Measuring treatment satisfaction in MS: Is the Treatment Satisfaction Questionnaire for Medication fit for purpose?

Patrick Vermersch, Jeremy Hobart, Catherine Dive-Pouletty, Sylvie Bozzi, Steven Hass, Patricia K Coyle, Patrick Vermersch, Jeremy Hobart, Catherine Dive-Pouletty, Sylvie Bozzi, Steven Hass, Patricia K Coyle

Abstract

Background: The Treatment Satisfaction Questionnaire for Medication (TSQM) was designed to assess patient treatment satisfaction in chronic diseases. Its performance has not been examined in multiple sclerosis (MS). The 14 items of the TSQM cover four domains: Effectiveness, Side Effects, Convenience, and Global Satisfaction.

Objective: To evaluate performance of the TSQM in patients with relapsing MS, using data collected from the TENERE study (NCT00883337), in which 324 patients received oral teriflunomide or subcutaneous interferon beta-1a for ⩾48 weeks.

Methods: Five measurement properties were examined using traditional psychometric methods: data completeness, scale-to-sample targeting, scaling assumptions, reliability (including test-retest), and construct validity (internal: item-level scaling success, confirmatory factor analysis, and exploratory factor analysis; external: convergence, discrimination, and group differences).

Results: There were few (<2%) missing item data; domain scores could be computed for all patients. Score distributions were skewed toward higher satisfaction; two domains had marked ceiling effects. Scaling assumptions were supported. Internal consistency reliability was high (Cronbach's α > 0.90). Internal validity tests supported item groupings. Correlations supported convergent and discriminant construct validity; hypothesis testing supported group differences validity.

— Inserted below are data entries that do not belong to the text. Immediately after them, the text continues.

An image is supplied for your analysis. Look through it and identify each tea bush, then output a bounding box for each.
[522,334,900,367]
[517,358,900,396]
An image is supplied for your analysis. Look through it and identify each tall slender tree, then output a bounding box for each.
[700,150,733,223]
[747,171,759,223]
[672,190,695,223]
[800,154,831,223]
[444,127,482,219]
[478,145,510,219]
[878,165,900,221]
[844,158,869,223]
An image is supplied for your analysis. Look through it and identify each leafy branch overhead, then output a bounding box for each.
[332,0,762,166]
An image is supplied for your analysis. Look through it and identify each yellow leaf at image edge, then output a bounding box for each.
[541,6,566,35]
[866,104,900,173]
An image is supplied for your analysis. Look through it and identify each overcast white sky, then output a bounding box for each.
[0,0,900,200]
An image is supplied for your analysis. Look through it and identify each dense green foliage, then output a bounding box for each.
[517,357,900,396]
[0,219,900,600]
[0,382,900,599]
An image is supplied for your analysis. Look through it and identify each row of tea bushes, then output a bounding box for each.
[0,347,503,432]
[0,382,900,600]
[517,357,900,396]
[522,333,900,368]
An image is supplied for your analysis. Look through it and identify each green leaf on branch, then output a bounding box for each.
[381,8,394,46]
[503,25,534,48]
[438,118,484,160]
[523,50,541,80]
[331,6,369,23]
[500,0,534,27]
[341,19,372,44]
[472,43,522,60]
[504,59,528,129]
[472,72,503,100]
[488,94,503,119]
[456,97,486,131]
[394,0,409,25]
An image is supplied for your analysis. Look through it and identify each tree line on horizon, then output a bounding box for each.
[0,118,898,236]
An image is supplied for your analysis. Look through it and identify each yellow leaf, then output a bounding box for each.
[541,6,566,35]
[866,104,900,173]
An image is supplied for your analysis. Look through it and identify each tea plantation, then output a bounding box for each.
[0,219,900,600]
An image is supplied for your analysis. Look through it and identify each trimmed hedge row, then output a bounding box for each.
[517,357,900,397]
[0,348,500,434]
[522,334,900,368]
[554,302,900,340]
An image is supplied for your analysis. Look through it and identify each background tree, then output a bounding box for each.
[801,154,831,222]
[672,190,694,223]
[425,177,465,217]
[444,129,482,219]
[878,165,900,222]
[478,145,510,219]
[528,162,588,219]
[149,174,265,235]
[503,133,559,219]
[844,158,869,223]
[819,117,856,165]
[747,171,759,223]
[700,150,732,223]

Conclusion: This investigation found the TSQM to be a useful tool, exhibiting good psychometric measurement properties in patients with relapsing MS in the TENERE study.

Keywords: Multiple sclerosis; disease-modifying therapy; outcomes assessment; psychometrics; relapsing-remitting; teriflunomide; treatment satisfaction.

Conflict of interest statement

Declaration of Conflicting Interests: The author(s) declared the following potential conflicts of interest with respect to the research, authorship, and/or publication of this article: P.V. received honoraria, consulting fees (Almirall, Bayer, Biogen Idec, GSK, Merck Serono, Novartis, Sanofi Genzyme, and Teva), and research support (Bayer, Biogen Idec, Merck Serono, and Sanofi Genzyme). J.H. received honoraria, consulting fees (Acorda, Biogen Idec, Critical Path Institute, LORA group, MAPI Research Institute, and Sanofi Genzyme), license fee payments or royalty payments (Plymouth University receives fees for the use of rating scales developed as part of author’s research), and research support (Biogen Idec, Novartis, and Merck Serono). C.D.-P. was an employee of Sanofi Genzyme at the time of data analysis. S.B. and S.H. are employees of Sanofi Genzyme. P.K.C. received consulting fees (AbbVie, Accordant, Acorda, Bayer, Biogen, Genentech/Roche, Genzyme/Sanofi, Mallinckrodt, Novartis, Serono, and Teva) and research support (Actelion, Genentech/Roche, Novartis, and Opexa).

Figures

Figure 1.
Figure 1.
FDA roadmap to patient-focused outcome measurement in clinical trials. Reproduced with permission from the US Food and Drug Administration.
Figure 2.
Figure 2.
Confirmatory factor analysis of the TSQM. TSQM: Treatment Satisfaction Questionnaire for Medication (version 1.4). Ovoids represent unobserved variables (domains); rectangles represent observed variables (items); arrows represent the hypothesized links between the variables; parameters relative to each arrow are standardized estimates of the strength of association between the linked variables. Root mean square error of approximation, 0.067; Normed Fit Index, 0.958; Goodness-of-Fit Index, 0.925; Adjusted Goodness-of-Fit Index, 0.884; Standardized Root Mean Square Residual, 0.044.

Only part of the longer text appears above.